Le Topo du 15 juin 2018

“Et la montagne a accouché d’une souris”

Ce conseil municipal du mois de juin devait être important. Le maire l’avait écrit, dit et répété. Il était censé dégager les grandes lignes de l’action communale sur les prochaines années. Il était censé nous apprendre de nouvelles choses. Or, il faut bien l’avouer, la montagne a accouché d’une souris.

Dans une mise en scène soignée (micro-cravate, grand écran sur les côtés etc.) Frédéric Chéreau a commencé par rappeler ce qu’il nomme lui-même « l’acte I » du plan de revitalisation du centre ville. «Revenir sur ce que l’on a fait, c’est souvent intéressant», a-t-il précisé. Parlait-il en tant que maire ou bien en tant que candidat à sa propre succession à ce moment-là ? Les élu·e·s et le public ont donc eu droit à un énième tour d’horizon des mesures prises depuis son élection. Puis est arrivé le moment où le maire a évoqué l’acte II : la suite de son action pour le centre-ville. Evoquer, il n’a fait que l’évoquer. Si certaines pistes sont intéressantes, elles ne sont pas nouvelles. Là est d’ailleurs le plus grand défaut de cette présentation : nous n’avons rien appris de nouveau ! Non seulement la mise en forme du rapport du cabinet Adenda (dont le coût s’élève il faut le rappeler à 110 000euros) est superficielle, mais en plus, elle n’a rien amené d’innovant. Dans le cadre de nos groupes de travaux, nous sommes arrivés au même stade de réflexion, sans aucune aide technique ni expert, et sans argent.

Le diagnostic

Frédéric Chéreau a ouvert son propos par le constat.
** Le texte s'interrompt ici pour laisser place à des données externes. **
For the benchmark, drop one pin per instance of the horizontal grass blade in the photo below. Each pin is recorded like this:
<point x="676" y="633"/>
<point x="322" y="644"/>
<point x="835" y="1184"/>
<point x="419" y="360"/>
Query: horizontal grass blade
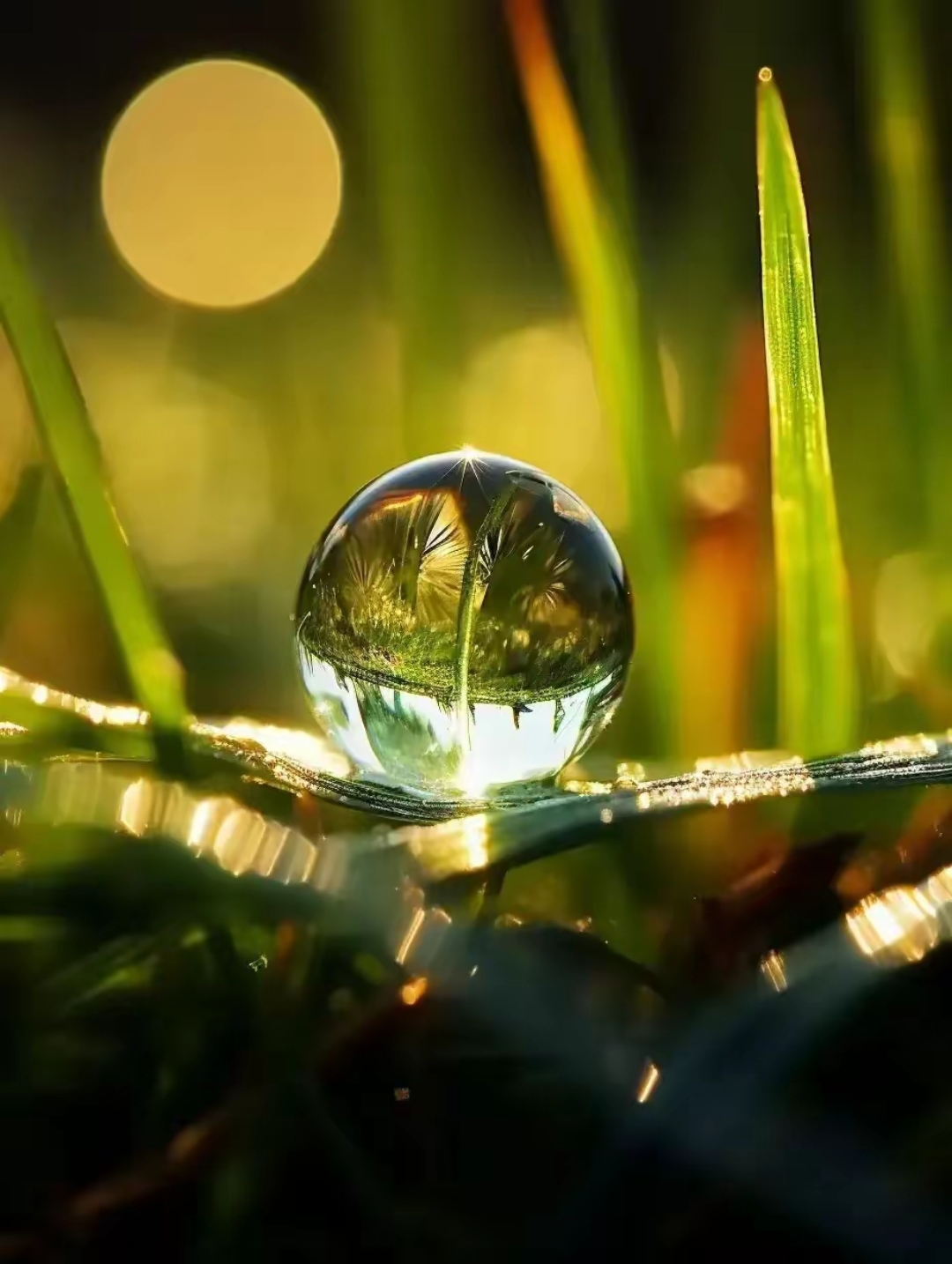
<point x="73" y="454"/>
<point x="815" y="665"/>
<point x="605" y="286"/>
Il a eu raison de procéder ainsi. Près de la moitié des villes moyennes aujourd’hui, en France, souffrent de la paupérisation de leur centre-ville. Douai n’est donc pas une exception, et il est toujours bon de replacer ces éléments dans un contexte politique, social et économique plus large. Douai se situe par ailleurs dans un contexte commercial concurrentiel extrêmement dense (pensons à sa proximité avec la zone du Luc, Noyelles-Godault ou même Lille, Arras et Valenciennes). Enfin, dans cette situation où l’offre commerciale est déjà abondante, Douai manque de diversité. La restauration est globalement faiblement représentée tout comme l’équipement à la personne, les magasins de décoration ou de sport.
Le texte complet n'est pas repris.